The device, Pillar Pet's first product, is only sold from the company's Web site. Mcllarky says he's happy with initial sales, but isn't ready to predict how big a bite the company can take from the estimated $41 billion Americans spend on their pets annually.
"Response," he says candidly, "has been everything from 'My gosh, it's way too expensive,' to 'This is exactly what I've been looking for.' "
Beware "senior" investment advisers
With the vast cohort of baby boomers poised on the edge of retirement, financial regulators are worried that unscrupulous operators dispensing bad advice could turn the golden years to dross.
In Washington, the state Department of Financial Institutions is considering ways to rein in advisers who use spurious designations such as "senior adviser" or "retirement financial consultant" to suggest a special expertise in this arena.
People who aren't licensed as investment advisers have long dressed up their résumés and business cards with titles that may not mean much. "What's new here is they are being used in connection with seniors," says DFI Securities Division director Michael Stevenson.

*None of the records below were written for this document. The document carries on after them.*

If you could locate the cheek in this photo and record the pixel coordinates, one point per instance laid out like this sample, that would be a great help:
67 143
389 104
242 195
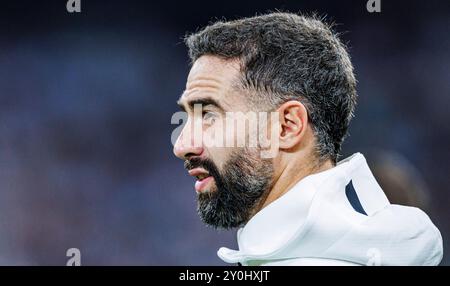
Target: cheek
219 155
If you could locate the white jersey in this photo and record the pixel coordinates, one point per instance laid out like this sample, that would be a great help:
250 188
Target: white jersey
337 217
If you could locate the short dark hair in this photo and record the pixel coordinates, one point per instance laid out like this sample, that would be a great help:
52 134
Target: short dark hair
286 56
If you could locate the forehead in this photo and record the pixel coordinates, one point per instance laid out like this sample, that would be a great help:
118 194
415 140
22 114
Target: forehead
211 76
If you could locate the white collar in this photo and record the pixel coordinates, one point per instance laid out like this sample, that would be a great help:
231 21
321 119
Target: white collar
309 219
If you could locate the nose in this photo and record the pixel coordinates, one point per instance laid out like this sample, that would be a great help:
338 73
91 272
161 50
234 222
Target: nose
185 146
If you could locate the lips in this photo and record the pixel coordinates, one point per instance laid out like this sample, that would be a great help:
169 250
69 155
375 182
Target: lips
204 180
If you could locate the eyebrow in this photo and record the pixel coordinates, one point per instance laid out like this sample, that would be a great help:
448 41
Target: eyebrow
202 101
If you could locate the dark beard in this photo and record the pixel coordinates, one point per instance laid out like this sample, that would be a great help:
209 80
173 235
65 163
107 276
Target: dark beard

Nationally, the Securities and Exchange Commission next month will convene its second "Senior Summit" of regulators, law enforcement and community groups to coordinate efforts on the issue.
"More than 10,000 Americans are turning 60 every day — and the net worth of older Americans is growing to historic proportions. That has made seniors the prime targets for scam artists and securities swindlers," said SEC chairman Christopher Cox in announcing the gathering.
DFI's Stevenson points to a 2004 case where a Vancouver, Wash., husband and wife were charged with promoting themselves as "senior consultants" and advised a senior citizen to empty an individual retirement account in favor of a promissory note supposed to pay a 20 percent annual return.
In fact, the purported financial advisers funneled the $36,000 to their own family members. (That case is still not closed and the department hasn't collected any fines or restitution yet.)
Washington is among more than a dozen states that already have laws that essentially say, "If you hold yourself out as a financial planner or use similar terms, you're going to have to license yourself as an investment adviser," Stevenson says.
A couple states have recently gone further. Nebraska, for instance, prohibits anyone from using professional designations that claim or infer a special knowledge of the needs of senior investors. Massachusetts puts the burden on advisers who claim to be specialists in giving advice to elderly to prove their designation is certified by an independent national agency.
DFI isn't ready to ask for any such rule, but officials here are fairly confident that by the end of the year they will propose tightening the regulations in some fashion, Stevenson says.
In the meantime, he advises seniors to check out what's behind any special designations dangled by people offering financial advice.